Do you travel alone? 

I used to, I'm a huge advocate for travelling alone. Now I travel with Albert or my best friend, Kacy. I think everyone, especially young people, should travel solo if the opportunity comes up. I will again soon...

"I think everyone, especially young people, should travel solo if the opportunity comes up."

What was the soundtrack to your Vietnam trip? 

It was a total mixed bag. From pool-side Coltrane, to Rhianna playing in the mini marts. I didn’t listen to music a lot because we were always on the move. Hotel down-time was spent listening to Melbourne bands Peak Twins and Champion Racehorse and some random 90’s hip hop that popped up. On the trains I listened to podcasts, and other people's Skype calls.


What excites you about photography? 

Lots of things. I’m excited when I get a download link from Hilvale with my new unseen scans! Hmm, sneaking up behind strangers and snapping their vibe before they turn around and yell at me. The mild panic I get when I see something astounding on the street and have to act natural and quickly snap it with my camera in the correct settings but usually miss it and walk away kicking myself. I like the feeling when you occasionally come across someone else's photos and their view is so in-line with your own, and you feel a real connection through that person's eye.


"I like the feeling when you occasionally come across someone else's photos and their view is so in-line with your own"


We are keen to know a bit more about life in your adopted city Melbourne. What excites you most about Melbourne?

Melbourne is really entertaining when you’re in the mood for it. There’s just so much on, even in the depths of winter. Thursday, Friday and Saturday nights you’re usually spoilt for choice in regards to seeing music, going to art shows, cheap movie nights, markets etc. The longer you stay here the more little pockets of activity you find going on, and more interesting people come out of these places. I guess knowing that I’ll never get to the bottom of it is a really humbling and enlightening way to live. 


Are you managing to make a living from photography in Melbourne? 

I definitely don’t make a living from Photography. I don’t do commercial work very often or at all. But I’m genuinely happy when I sell a photobook or a print to someone who is excited to see it.


Big city living can be draining - Where do you head to escape the daily grind? 

I luckily don’t have to spend much time in the city! Occasionally I work in the city but I can still find the fun in that. Best place to go for a quick escape is a friends house for a glass of wine on the balcony or watch a good movie in bed. I’ve recently started baking my own sourdough bread so that’s a really relaxing and rewarding thing to distract you. On a day off I love to hop on the train up the peninsular with a book and spend the day in a different area by the beach, where I won’t bump into anyone haha.


Digital or film? 

Film for me

Any tips for young photographers starting out?

Follow strangers, just don’t get into their car at the end.


"Follow strangers, just don’t get into their car at the end."

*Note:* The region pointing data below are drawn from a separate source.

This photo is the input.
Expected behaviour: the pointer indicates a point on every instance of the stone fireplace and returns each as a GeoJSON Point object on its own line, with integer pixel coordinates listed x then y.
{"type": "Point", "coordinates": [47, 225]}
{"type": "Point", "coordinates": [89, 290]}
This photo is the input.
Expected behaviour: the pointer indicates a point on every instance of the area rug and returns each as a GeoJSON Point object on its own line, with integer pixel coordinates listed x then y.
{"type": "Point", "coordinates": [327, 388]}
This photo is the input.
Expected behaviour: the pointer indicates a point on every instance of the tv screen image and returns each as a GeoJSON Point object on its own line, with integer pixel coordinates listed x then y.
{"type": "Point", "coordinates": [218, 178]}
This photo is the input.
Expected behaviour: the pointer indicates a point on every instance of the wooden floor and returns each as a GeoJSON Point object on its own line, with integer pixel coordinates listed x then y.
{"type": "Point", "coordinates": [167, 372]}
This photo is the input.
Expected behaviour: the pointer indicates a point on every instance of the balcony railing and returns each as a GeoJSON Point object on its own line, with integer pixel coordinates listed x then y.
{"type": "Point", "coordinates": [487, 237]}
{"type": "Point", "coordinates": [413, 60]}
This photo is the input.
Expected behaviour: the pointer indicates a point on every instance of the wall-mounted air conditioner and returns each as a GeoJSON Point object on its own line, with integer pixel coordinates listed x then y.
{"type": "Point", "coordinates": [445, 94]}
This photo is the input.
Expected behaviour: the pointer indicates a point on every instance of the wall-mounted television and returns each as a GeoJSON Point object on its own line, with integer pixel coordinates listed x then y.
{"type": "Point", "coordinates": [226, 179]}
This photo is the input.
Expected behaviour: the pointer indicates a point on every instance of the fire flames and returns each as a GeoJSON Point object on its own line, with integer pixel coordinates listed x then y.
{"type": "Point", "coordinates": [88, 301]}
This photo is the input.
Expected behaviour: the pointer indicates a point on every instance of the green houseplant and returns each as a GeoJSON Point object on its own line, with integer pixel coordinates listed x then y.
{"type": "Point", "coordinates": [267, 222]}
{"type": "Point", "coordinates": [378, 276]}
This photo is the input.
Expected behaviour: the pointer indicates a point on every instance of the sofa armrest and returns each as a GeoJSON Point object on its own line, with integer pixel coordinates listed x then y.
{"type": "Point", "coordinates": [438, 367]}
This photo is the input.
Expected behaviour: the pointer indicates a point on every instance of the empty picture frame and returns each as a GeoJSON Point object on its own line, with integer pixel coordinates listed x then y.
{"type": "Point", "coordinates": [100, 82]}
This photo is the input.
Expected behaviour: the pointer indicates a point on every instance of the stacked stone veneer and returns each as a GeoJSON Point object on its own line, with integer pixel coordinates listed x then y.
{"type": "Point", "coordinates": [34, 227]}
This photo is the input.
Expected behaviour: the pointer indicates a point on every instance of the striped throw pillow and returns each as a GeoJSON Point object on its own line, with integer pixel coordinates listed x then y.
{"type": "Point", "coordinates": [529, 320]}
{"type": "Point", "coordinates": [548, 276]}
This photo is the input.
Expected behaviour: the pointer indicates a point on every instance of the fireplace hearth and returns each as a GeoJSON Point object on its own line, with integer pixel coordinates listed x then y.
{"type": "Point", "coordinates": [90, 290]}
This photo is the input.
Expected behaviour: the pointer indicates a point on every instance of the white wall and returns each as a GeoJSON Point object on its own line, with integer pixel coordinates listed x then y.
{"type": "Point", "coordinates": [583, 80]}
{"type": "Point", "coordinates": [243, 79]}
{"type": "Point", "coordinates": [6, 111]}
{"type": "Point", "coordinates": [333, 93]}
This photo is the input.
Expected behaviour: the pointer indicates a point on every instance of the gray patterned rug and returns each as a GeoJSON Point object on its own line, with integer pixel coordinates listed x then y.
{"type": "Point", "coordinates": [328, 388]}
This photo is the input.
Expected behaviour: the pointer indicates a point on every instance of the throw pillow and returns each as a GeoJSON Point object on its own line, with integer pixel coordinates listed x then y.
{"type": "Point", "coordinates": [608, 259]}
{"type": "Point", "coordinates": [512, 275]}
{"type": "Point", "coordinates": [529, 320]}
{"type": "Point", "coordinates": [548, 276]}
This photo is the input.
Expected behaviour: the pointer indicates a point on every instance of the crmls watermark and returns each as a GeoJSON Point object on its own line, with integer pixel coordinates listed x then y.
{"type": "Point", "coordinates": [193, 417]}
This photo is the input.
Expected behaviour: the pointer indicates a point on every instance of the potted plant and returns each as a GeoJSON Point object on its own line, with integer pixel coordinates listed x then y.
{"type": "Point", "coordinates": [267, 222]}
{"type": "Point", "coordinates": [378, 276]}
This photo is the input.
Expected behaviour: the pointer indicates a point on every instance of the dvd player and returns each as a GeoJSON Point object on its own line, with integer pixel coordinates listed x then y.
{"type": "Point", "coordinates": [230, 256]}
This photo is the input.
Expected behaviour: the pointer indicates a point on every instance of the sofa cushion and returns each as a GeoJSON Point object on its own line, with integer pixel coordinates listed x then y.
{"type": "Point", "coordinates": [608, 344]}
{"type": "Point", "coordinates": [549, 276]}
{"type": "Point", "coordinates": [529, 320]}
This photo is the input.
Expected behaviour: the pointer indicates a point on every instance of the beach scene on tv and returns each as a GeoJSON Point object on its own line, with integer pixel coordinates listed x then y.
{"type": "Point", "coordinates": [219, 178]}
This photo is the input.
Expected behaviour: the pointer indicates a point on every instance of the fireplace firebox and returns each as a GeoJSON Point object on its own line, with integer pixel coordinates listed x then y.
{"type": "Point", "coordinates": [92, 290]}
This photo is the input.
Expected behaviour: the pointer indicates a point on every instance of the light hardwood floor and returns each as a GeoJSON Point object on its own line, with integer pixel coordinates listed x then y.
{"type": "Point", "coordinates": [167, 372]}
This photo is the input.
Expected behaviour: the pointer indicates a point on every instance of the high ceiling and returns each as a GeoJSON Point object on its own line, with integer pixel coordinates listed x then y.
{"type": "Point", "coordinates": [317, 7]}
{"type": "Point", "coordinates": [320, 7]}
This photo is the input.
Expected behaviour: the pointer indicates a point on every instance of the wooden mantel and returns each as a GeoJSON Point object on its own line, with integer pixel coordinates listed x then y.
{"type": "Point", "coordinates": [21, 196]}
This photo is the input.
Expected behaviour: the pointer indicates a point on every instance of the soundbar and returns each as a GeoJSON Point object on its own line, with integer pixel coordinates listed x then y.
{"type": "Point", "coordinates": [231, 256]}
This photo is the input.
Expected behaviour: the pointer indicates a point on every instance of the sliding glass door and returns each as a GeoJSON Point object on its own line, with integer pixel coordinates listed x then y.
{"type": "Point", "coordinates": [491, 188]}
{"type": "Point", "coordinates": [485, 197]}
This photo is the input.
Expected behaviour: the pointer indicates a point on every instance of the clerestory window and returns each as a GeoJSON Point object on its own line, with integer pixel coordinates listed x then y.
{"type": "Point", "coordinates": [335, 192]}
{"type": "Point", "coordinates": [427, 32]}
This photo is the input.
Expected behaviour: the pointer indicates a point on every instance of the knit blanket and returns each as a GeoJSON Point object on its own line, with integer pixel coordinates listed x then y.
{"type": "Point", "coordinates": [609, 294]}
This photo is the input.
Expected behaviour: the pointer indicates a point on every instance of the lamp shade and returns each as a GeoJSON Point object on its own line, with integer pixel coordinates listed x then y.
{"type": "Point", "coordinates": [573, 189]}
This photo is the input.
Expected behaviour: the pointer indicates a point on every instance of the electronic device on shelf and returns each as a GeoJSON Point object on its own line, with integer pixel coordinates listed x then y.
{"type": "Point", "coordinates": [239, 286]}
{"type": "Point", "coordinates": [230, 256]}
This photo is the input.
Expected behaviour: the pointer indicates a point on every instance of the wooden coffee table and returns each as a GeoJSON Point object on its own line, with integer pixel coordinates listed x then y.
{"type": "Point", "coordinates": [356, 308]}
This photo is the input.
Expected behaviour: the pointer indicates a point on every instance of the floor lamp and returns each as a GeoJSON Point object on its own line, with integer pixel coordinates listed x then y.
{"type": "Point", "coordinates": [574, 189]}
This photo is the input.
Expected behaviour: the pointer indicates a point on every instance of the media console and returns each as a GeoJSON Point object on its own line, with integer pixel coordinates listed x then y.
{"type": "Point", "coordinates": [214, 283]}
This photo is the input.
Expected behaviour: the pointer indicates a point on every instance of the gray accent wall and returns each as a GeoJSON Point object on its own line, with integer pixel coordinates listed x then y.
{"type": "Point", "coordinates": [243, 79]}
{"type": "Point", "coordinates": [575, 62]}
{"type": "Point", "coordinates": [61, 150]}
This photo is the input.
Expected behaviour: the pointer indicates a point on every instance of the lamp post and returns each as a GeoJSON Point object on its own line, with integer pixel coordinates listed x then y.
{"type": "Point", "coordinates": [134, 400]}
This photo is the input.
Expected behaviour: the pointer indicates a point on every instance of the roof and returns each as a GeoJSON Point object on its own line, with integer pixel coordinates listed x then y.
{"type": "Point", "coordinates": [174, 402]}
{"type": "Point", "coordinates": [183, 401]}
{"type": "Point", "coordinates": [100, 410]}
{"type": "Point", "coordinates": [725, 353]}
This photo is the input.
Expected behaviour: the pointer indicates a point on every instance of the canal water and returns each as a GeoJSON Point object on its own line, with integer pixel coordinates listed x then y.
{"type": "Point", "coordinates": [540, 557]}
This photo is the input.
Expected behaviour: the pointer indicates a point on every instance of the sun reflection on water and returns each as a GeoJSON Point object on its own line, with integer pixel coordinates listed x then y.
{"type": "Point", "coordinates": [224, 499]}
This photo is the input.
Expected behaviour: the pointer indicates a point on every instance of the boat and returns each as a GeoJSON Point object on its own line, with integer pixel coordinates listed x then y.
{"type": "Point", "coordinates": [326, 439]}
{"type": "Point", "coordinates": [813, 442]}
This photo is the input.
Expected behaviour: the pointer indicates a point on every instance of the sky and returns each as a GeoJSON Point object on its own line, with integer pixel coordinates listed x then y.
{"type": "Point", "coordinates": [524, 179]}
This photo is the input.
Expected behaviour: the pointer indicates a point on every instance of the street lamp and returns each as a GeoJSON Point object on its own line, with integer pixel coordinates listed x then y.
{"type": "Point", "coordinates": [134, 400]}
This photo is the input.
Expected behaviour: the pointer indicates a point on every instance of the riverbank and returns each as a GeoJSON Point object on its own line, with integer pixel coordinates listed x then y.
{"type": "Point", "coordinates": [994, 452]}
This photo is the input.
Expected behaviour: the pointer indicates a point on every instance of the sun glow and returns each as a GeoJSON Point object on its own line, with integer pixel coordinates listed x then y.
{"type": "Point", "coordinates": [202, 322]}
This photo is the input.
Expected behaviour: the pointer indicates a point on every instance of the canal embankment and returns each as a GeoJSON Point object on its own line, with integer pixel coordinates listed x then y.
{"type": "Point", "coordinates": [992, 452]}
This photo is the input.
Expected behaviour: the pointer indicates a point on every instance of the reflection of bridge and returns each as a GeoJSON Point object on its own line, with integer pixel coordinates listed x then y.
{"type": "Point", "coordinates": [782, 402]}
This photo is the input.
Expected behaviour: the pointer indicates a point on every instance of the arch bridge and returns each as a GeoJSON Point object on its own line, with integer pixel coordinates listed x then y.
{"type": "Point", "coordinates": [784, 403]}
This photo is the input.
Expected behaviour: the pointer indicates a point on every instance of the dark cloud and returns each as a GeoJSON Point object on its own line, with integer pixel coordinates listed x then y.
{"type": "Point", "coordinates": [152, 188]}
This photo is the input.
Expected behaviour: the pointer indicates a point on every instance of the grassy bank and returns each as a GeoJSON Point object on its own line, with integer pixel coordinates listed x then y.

What do you miss most about NZ? 

Seeing my dear friends, my family on a good day, the relaxed pace of the city, walking anywhere in Wellington takes you 20 minutes, being indoors when a random storm rolls in out of nowhere, driving over the Rimutaka Ranges and feeling lucky to be alive on the other side, staying at a tiny beach cabin for the weekend and forgetting the laptop but remembering the wine, swimming in waves… Damn, take me back!


Any upcoming projects you’ve been working on?

Yes, I’ve got a solo show coming up next month which is also a book launch under the same title, 'I Want This Life and Another'. I’m really excited about the book. It’s something I’ve never done before and I’m nervous, scared and excited haha. The show is opening on Friday 17th August at Offsite Gallery, Fitzroy.